June 5, 2026
Shroom Boom vs Doom
Alzheimer's patient gets back speech, bladder control and memory in drug trial
Magic mushroom miracle or clickbait? Commenters instantly split into skeptics vs source-droppers
TLDR: A case study says an Alzheimer’s patient briefly regained speech and bladder control after psilocybin, suggesting some lost function may be harder to reach, not fully gone. Commenters instantly turned it into a trust battle: one side called the story sketchy, the other rushed in with the original research link.
The science story is wild enough on its own: an 80-year-old woman with advanced Alzheimer’s reportedly regained speech, bladder control, eye contact, humor, and some memory after doses of psilocybin, the compound found in magic mushrooms. For a disease most people associate with a one-way slide, that’s the kind of headline that makes the internet do a double take — and the comment section did exactly that.
But the real drama? Trust issues, immediately. One of the loudest reactions wasn’t even about the mushrooms — it was about the source. “New York Post? Yeah I don't think so...” basically set the mood for the skeptics, who treated the story like a too-good-to-be-true miracle tale. Then came the classic internet counterpunch: a receipts guy dropping the original manuscript, turning the comments into a mini showdown between headline doubters and paper-link posters.

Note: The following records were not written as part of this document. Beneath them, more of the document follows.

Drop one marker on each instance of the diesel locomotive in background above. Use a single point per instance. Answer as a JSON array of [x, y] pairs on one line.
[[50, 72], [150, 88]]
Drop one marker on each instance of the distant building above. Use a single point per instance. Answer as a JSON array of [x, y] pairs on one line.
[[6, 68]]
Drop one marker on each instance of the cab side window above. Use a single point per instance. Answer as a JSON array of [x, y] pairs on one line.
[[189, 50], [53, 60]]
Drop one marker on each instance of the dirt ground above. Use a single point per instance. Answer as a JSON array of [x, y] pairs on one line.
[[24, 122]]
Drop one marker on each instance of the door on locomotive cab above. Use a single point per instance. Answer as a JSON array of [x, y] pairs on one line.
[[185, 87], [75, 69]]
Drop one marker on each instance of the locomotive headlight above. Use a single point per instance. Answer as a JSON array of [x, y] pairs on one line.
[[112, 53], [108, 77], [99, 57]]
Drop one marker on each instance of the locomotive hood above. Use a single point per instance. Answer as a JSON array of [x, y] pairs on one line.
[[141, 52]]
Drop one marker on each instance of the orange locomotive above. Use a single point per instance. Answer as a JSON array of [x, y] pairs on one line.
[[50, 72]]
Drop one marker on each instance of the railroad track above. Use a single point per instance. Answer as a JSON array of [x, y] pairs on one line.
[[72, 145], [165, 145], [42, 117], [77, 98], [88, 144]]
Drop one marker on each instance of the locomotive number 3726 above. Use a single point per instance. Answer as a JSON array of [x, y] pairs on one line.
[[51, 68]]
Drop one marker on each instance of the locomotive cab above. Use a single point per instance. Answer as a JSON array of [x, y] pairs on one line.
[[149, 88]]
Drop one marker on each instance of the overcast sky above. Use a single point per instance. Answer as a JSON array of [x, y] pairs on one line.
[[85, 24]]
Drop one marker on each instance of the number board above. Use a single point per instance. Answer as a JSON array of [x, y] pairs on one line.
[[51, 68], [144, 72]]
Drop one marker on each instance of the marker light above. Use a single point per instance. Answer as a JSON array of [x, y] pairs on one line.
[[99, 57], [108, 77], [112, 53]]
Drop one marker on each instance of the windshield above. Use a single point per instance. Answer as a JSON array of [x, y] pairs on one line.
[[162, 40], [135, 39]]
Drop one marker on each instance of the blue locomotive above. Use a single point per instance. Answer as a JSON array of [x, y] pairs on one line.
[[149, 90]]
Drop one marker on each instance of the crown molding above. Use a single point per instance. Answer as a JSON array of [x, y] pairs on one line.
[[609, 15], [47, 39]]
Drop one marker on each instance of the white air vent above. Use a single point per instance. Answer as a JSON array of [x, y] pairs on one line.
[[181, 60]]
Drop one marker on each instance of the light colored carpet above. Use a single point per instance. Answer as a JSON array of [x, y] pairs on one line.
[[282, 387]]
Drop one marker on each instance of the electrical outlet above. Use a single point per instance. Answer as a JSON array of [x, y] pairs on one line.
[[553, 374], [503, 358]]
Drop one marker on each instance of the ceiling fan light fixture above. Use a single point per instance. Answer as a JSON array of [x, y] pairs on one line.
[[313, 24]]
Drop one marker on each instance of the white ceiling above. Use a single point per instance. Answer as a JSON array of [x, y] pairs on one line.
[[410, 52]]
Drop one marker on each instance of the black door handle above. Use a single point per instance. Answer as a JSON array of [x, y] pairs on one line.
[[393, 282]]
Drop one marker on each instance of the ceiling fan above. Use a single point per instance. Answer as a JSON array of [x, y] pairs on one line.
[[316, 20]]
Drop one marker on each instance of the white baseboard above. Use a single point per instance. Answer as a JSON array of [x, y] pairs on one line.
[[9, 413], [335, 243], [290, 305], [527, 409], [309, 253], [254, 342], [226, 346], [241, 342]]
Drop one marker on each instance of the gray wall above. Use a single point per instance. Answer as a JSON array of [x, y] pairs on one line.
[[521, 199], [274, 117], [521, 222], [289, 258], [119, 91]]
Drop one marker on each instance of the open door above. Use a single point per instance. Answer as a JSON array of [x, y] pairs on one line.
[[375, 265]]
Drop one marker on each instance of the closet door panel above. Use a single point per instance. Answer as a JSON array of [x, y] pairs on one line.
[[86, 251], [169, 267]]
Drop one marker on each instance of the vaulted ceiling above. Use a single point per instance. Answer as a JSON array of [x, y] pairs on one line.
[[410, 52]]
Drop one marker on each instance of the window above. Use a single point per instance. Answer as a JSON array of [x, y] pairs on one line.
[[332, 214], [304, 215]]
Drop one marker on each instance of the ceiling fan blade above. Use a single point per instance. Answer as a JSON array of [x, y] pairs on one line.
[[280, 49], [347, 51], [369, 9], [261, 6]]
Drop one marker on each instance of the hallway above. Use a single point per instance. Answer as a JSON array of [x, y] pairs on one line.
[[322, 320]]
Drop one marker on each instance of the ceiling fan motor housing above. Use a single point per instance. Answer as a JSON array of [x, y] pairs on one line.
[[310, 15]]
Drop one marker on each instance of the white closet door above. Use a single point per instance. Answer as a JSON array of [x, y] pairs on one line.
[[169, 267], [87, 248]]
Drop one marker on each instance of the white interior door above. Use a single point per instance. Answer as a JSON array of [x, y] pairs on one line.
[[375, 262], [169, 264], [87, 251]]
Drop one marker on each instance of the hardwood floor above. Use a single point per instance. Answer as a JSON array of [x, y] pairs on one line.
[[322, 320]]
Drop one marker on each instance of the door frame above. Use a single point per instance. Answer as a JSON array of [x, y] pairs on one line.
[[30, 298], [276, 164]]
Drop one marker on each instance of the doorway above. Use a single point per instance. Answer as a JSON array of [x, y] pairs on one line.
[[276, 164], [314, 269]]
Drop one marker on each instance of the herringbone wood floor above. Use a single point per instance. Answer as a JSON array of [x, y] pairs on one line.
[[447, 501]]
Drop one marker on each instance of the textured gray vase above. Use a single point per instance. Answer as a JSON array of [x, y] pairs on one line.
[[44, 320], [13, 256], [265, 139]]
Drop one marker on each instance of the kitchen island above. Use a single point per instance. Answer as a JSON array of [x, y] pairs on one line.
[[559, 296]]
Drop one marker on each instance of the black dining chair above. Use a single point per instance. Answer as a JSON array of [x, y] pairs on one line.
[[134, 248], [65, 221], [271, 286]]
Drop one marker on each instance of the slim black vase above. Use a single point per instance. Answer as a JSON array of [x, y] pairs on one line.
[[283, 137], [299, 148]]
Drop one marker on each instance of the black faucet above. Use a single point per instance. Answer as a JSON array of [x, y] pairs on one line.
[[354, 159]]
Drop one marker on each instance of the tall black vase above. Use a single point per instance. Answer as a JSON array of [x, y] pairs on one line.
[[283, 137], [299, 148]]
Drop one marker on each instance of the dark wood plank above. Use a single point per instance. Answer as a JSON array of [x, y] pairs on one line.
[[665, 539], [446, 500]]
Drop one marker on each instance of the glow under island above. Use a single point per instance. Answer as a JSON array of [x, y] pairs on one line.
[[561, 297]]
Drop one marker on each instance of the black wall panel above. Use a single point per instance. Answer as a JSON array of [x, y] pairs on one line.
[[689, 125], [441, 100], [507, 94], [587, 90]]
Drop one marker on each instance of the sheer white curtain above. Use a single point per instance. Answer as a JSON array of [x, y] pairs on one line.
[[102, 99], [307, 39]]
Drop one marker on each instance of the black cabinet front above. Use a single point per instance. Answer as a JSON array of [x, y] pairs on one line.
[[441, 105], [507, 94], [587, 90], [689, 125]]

That clash became the whole vibe: one side saying, “This sounds bananas,” the other saying, “Here’s the actual study, read before you sneer.” And to be fair, the study itself throws some cold water on the hype: this was one patient, the improvement was temporary, and researchers are not claiming Alzheimer’s was reversed. Still, the idea that lost abilities might be inaccessible rather than gone had readers doing the internet equivalent of raising one eyebrow and opening ten tabs. In other words: part miracle, part mushroom, part media distrust — pure comment-section catnip.
Key Points
- •The article describes a case study of an 80-year-old woman with advanced Alzheimer’s disease who showed temporary functional improvements after psilocybin treatment.
- •After a 5-gram dose, the patient reportedly progressed from agitation and prolonged sleep-like unresponsiveness to speaking in full sentences and recalling past events.
- •The article says subsequent improvements included regained urinary continence, better eye contact, more lucid conversation, emotional responsiveness, and some self-care abilities.
- •A later 3-gram dose was followed by increased verbal expression, humor, and improved walking agility, according to the article.
- •The article emphasizes that the reported benefits were temporary, did not reverse neurodegeneration, and came from a single-patient study with important limitations.